Survient brusquement dans cette routine ponctuée de violence, de débauches, de rixes, de sexe, de drogue et d’alcool, une réalisatrice qui a pour projet de tourner un film sur la prostitution locale.
« Elle est debout devant la porte et elle nous regarde en souriant. Plein de grandes dents. Bouche de cheval ! Je la regarde. Elle continue de sourire. J’ai envie de rire. Et moi qui me l’imaginais comme Nassimah Lhour : blanche, bien portante, bien habillée, coiffée, avec du maquillage, qui prend soin d’elle. En un peu plus jeune, bien sûr, mais, enfin, une vraie journaliste ! A la place, devant moi, j’ai un balai qui s’est teint les poils en marron…
Bouche de Cheval ! Le surnom, qui a donné son titre au roman, est immédiat, et restera jusqu’à la fin le nom du personnage, de la fée qui va changer du tout au tout le destin de Jmiaa.
A partir du jour de cette rencontre, Jmiaa découvre petit à petit un autre monde, d’abord par sa relation avec Bouche de Cheval par l’entremise de qui elle sort de son bocal aux eaux troubles et est amenée à fréquenter un autre milieu. Puis, ce qui n’avait initialement pour objet que de lui faire raconter sa vie pour en faire le scénario d’un film devient l’apprentissage difficile de castings de plus en plus récurrents qui transforment peu à peu la jeune femme jusqu’à ce que, incroyablement, lui soit proposé de tenir elle-même le rôle de l’héroïne du film.
Dans cette deuxième partie, la narratrice raconte, toujours d’une manière hilarante, avec une candeur et une naïveté savoureuses, sa lente et difficile transformation, jusqu’à la naissance inattendue, après chrysalide et mue, d’un personnage nouveau qui ne renie toutefois rien de son passé.

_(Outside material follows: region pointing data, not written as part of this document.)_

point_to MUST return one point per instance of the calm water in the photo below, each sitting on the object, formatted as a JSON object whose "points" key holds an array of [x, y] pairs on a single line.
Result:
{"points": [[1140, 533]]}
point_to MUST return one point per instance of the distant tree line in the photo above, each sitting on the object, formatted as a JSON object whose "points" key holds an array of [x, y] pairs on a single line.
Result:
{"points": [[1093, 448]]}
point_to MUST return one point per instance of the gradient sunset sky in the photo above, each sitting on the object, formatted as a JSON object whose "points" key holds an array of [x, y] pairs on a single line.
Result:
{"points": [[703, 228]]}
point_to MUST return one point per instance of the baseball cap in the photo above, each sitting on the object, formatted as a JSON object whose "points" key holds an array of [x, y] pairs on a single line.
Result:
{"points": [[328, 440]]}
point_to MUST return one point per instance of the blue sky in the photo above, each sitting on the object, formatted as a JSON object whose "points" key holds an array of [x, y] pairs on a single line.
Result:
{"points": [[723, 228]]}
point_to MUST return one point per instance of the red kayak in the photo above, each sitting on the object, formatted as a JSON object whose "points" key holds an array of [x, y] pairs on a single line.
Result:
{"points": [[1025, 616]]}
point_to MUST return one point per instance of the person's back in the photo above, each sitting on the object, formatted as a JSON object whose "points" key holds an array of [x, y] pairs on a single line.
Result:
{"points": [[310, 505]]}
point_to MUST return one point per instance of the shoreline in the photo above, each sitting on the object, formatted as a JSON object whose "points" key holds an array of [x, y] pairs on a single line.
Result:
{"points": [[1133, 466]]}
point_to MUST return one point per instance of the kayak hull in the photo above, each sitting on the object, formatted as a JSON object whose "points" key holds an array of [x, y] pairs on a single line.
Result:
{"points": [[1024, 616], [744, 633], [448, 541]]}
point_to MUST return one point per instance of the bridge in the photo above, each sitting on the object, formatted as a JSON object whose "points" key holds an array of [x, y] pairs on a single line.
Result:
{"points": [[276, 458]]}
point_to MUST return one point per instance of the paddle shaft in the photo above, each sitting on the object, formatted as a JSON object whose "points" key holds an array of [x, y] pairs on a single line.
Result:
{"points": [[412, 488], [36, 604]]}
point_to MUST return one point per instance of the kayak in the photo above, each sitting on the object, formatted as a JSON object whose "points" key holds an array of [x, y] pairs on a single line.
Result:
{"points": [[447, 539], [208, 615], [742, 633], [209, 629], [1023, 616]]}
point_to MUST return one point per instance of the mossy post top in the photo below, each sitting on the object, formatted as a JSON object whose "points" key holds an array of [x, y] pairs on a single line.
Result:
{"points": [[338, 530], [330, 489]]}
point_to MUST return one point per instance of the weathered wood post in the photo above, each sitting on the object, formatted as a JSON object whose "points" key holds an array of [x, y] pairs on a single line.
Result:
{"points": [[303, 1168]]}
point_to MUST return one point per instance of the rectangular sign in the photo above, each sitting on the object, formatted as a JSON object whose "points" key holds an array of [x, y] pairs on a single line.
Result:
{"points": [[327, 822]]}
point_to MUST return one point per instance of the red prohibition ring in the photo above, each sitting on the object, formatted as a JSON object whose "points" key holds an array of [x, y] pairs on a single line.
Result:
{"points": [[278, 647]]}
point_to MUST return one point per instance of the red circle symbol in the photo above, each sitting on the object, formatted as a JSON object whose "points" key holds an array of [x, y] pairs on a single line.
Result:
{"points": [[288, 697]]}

« La deuxième chose qui m’a plu, et là je me suis dit que ces gens du cinéma, vraiment, ils savent vivre, c’est la salle de bains. Une baignoire, une douche, des serviettes, des savons, des shampoings, du lait pour le corps. La vérité, si tu ne te laisses pas tenter avec tout ça, il n’y a qu’une conclusion possible : la crasse, c’est ton truc !
Moi je n’y ai pas réfléchi à deux fois. Je suis allée dans la chambre et je me suis mise comme Dieu m’a créée… »
La suite et la fin ne seront pas dévoilées ici. On invite les lecteurs à se délecter de l’ensemble d’un récit qui, tout en portant un éclairage brutal sur la misère sociale et morale dans laquelle se débattent les laissés pour compte, les réprouvés, les exploités, réussit à faire rire de bout en bout.
Patryck Froissart
Meryem Alaoui est une écrivaine marocaine. Son premier roman, La vérité sort de la bouche du cheval, aux éditions Gallimard, a fait partie de la sélection des titres en lice pour le prix Goncourt 2018. Elle est née et a grandi à Casablanca, et vit aujourd’hui à New York. Elle est la fille de Driss Alaoui Mdaghri, poète, universitaire, et homme politique marocain, qui a été ministre à plusieurs reprises dans divers gouvernements marocains.